Evaluation Planning – 3.06 Evaluation Design
An evaluation design shows how the evaluation is structured with respect to measurement, administration of the program, sampling and any comparison groups that are included. It provides an important schematic that can be used to guide the choice of data analysis. Simplified general research designs are described below, but selecting a design will vary depending on Evaluation Champion and working group preferences. Once again, we refer you to the literature for more in-depth information on design, including http://www.socialresearchmethods.net/kb/design.php.
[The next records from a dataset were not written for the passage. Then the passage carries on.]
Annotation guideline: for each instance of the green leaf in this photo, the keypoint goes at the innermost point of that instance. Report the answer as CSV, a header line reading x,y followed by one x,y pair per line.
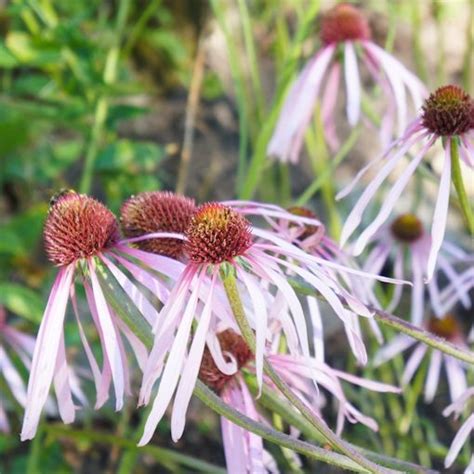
x,y
21,301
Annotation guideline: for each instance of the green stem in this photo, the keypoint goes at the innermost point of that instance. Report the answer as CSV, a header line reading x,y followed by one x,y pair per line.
x,y
401,325
165,456
232,292
459,186
102,105
129,314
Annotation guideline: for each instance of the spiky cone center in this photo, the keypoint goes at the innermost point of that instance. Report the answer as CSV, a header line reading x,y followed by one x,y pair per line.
x,y
342,23
308,230
448,111
407,228
217,234
78,227
157,211
233,344
447,327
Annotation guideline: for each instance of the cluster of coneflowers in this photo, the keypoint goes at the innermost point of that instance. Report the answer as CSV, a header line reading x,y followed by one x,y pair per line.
x,y
168,258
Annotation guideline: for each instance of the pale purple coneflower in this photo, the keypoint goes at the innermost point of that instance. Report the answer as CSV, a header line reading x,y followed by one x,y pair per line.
x,y
345,35
19,346
244,451
465,431
406,244
82,238
448,328
447,117
218,234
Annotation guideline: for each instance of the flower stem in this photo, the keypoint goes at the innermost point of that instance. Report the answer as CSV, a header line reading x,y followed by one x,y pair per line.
x,y
232,292
401,325
459,186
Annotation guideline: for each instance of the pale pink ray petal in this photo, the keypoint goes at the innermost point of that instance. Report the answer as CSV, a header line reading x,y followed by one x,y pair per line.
x,y
233,440
12,377
397,345
391,199
317,327
459,440
62,385
440,214
352,80
260,312
191,368
413,363
173,367
111,346
46,349
456,377
355,217
139,299
432,378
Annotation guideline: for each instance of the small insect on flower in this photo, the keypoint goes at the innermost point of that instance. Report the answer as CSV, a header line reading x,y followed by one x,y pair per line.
x,y
405,244
82,238
346,38
447,116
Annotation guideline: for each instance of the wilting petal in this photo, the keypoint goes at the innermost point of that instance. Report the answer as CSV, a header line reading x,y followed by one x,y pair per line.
x,y
46,350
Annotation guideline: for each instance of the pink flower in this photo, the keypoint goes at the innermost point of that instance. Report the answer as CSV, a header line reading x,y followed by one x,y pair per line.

Relationship between Designs and Claims
The kinds of claims that you can make based on the results of the evaluation vary depending upon the kind of design you choose to use. For example, if you want to be able to state that participation in the program is related to a change in some outcome, you need to use a design that assesses change. Not all designs are created equal. Some designs are better than others at addressing the kind of claim we want to make. When considering which kind of design to use, it is important to think about what kind of claim you want to make and select a design that can provide evidence for that claim. It is also important to consider the feasibility of the design as well as whether or not it is appropriate given the lifecycle phase of the program. It is possible that after reviewing different design options, the working group may decide to revise the evaluation questions.
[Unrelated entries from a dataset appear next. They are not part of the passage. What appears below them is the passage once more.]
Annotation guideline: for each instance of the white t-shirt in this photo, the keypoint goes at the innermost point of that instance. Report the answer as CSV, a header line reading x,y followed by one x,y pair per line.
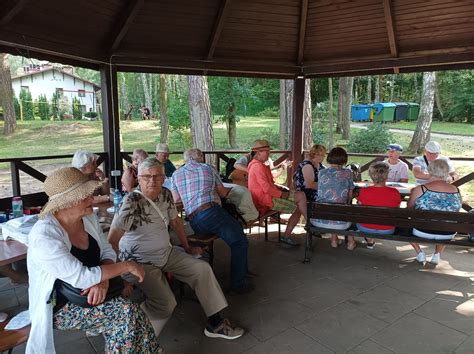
x,y
397,172
146,237
421,162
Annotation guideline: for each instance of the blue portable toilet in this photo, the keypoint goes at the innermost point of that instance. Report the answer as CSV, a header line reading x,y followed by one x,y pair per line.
x,y
360,112
384,112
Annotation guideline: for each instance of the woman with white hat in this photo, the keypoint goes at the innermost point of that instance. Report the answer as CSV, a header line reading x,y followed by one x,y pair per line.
x,y
67,247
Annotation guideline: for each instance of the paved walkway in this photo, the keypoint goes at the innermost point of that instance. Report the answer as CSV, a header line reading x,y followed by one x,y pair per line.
x,y
365,301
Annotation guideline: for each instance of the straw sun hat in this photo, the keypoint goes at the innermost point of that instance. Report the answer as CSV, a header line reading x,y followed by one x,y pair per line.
x,y
67,187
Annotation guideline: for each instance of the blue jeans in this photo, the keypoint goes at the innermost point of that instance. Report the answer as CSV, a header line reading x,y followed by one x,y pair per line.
x,y
217,221
375,231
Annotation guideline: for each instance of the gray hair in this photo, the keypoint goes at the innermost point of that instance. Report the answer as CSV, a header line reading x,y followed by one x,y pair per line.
x,y
139,153
193,154
150,163
82,158
439,168
378,171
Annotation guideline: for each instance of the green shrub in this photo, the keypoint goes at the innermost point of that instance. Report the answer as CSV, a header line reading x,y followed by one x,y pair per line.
x,y
269,112
272,136
374,139
76,108
43,107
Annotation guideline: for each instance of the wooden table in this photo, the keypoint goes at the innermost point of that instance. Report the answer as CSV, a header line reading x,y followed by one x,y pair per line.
x,y
11,251
403,188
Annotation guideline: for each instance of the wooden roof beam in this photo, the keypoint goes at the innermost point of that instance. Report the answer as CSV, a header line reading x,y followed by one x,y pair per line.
x,y
387,9
302,33
123,24
8,13
217,28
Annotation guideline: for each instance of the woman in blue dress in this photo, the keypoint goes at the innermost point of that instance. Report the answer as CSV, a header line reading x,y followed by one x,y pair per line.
x,y
335,185
437,194
306,175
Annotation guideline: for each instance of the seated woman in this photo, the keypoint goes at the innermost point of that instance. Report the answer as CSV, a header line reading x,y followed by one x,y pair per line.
x,y
67,245
129,178
335,186
378,195
86,162
437,194
306,175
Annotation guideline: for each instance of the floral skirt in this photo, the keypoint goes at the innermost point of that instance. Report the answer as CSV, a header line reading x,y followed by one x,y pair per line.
x,y
125,328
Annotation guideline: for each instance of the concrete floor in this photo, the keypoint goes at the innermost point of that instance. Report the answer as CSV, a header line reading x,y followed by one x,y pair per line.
x,y
364,301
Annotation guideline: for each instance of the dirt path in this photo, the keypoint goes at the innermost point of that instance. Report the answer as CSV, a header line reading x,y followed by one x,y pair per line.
x,y
464,138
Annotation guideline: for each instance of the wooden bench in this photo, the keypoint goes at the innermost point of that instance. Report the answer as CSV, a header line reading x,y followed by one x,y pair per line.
x,y
13,338
404,219
263,219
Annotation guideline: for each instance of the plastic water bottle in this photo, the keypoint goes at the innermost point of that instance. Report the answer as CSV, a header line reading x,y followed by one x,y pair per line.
x,y
117,200
17,207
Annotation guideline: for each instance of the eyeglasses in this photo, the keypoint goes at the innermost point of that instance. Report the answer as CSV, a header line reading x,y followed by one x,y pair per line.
x,y
150,177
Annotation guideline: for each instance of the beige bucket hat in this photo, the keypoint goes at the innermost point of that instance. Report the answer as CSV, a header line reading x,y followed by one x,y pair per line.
x,y
67,187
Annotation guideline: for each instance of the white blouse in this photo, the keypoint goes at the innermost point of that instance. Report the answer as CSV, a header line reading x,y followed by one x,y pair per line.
x,y
49,258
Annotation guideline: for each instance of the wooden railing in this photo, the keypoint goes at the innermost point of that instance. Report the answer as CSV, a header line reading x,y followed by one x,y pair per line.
x,y
36,199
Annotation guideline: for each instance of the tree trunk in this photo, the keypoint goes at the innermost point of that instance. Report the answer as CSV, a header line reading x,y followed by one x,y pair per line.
x,y
286,112
164,123
377,89
200,115
307,117
330,116
369,89
438,100
6,96
423,125
283,122
146,91
345,101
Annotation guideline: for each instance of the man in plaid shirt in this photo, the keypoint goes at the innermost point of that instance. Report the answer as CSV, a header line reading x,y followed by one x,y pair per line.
x,y
199,187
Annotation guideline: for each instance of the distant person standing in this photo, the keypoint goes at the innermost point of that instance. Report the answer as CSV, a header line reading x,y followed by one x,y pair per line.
x,y
145,111
398,170
432,153
162,154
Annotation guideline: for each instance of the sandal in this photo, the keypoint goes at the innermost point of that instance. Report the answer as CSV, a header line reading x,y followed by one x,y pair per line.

In addition to considering the kinds of claims you want to make, it is also important to take note of the kind of language that is used in the evaluation question. For example, if the evaluation question asks whether participation in the program causes outcome X, this implies that a particular type of design that can assess causality is used. The strongest design for assessing a cause/effect relationship is a Randomized Controlled Trial (RCT; a pre-post-test with random assignment to groups). This type of design is considered a Phase 3 (Comparison and Control) Evaluation Lifecycle design and is most appropriate for a Phase 3 (Stability) Program Lifecycle program. On the other hand, when you are doing first-time implementation of a new program an RCT would not be appropriate and you might be advised to choose something like a post-only case study design. The evaluation questions may need to be revised to correspond with the program’s lifecycle phase.
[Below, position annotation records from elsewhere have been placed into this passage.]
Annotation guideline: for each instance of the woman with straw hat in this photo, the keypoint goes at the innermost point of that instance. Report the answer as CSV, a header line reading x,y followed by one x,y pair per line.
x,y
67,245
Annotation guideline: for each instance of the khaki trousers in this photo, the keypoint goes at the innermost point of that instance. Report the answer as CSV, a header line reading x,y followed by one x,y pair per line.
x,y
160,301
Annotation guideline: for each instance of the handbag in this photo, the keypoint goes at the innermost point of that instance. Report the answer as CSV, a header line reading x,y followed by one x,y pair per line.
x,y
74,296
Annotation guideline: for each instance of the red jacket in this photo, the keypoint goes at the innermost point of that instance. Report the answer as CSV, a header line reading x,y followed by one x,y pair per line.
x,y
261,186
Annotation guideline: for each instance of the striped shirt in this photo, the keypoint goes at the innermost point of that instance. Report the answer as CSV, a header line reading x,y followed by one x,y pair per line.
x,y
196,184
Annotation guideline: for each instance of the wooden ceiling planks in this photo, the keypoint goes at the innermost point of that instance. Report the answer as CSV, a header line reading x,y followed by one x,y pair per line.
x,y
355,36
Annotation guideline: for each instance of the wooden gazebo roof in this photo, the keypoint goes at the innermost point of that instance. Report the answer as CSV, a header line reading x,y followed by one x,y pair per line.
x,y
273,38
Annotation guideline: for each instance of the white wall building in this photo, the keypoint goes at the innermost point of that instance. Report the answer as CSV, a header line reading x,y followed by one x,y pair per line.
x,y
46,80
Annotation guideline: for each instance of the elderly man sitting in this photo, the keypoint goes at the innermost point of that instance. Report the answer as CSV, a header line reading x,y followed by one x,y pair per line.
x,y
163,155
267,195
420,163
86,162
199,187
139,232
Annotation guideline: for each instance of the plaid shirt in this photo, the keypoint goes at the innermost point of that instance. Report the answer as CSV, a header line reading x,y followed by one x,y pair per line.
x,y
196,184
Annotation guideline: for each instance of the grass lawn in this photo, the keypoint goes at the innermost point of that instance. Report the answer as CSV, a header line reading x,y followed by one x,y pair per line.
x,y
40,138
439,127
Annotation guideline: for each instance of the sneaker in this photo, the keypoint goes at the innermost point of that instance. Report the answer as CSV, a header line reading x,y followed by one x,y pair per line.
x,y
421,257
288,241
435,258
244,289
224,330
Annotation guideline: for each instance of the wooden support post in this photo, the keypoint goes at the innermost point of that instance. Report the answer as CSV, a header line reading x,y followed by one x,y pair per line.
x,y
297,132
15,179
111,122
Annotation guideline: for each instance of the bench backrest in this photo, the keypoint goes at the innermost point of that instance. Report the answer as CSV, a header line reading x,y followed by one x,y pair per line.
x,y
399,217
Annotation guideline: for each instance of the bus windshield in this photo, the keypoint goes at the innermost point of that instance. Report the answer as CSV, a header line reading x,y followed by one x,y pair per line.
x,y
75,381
Criteria to Consider when Selecting a Design: There are several criteria that should be considered when selecting a design: (1) Time order, (2) Covariation, (3) Rules out other possible causes, and (4) Shows change. In order to demonstrate time order, we need to use a design that clearly demonstrates that the “cause” or the program happened before the “effect” or the outcome that we are interested in assessing. Covariation means that changes in the “cause” or the program are related to changes in the “effect” or the outcome of interest. In order to demonstrate covariation, we need a design that shows that when the program occurs the outcome of interest occurs and that when the program does not occur the outcome of interest does not occur. Typically, this is demonstrated by using a design that includes at least two groups. One group receives the program (and hopefully exhibits the outcome of interest) and one group does not receive the program (and hopefully does not exhibit the outcome of interest). In order to rule out other possible causes, we need a design that demonstrates that the program (the presumed “cause”) is the only reasonable explanation for the “effect” or outcome of interest. This is typically an extremely difficult criterion to meet. Any number of factors other than the program could “cause” the outcome of interest. In order to demonstrate that change occurred, a design that includes a “before and after” or pre- and post-test is needed.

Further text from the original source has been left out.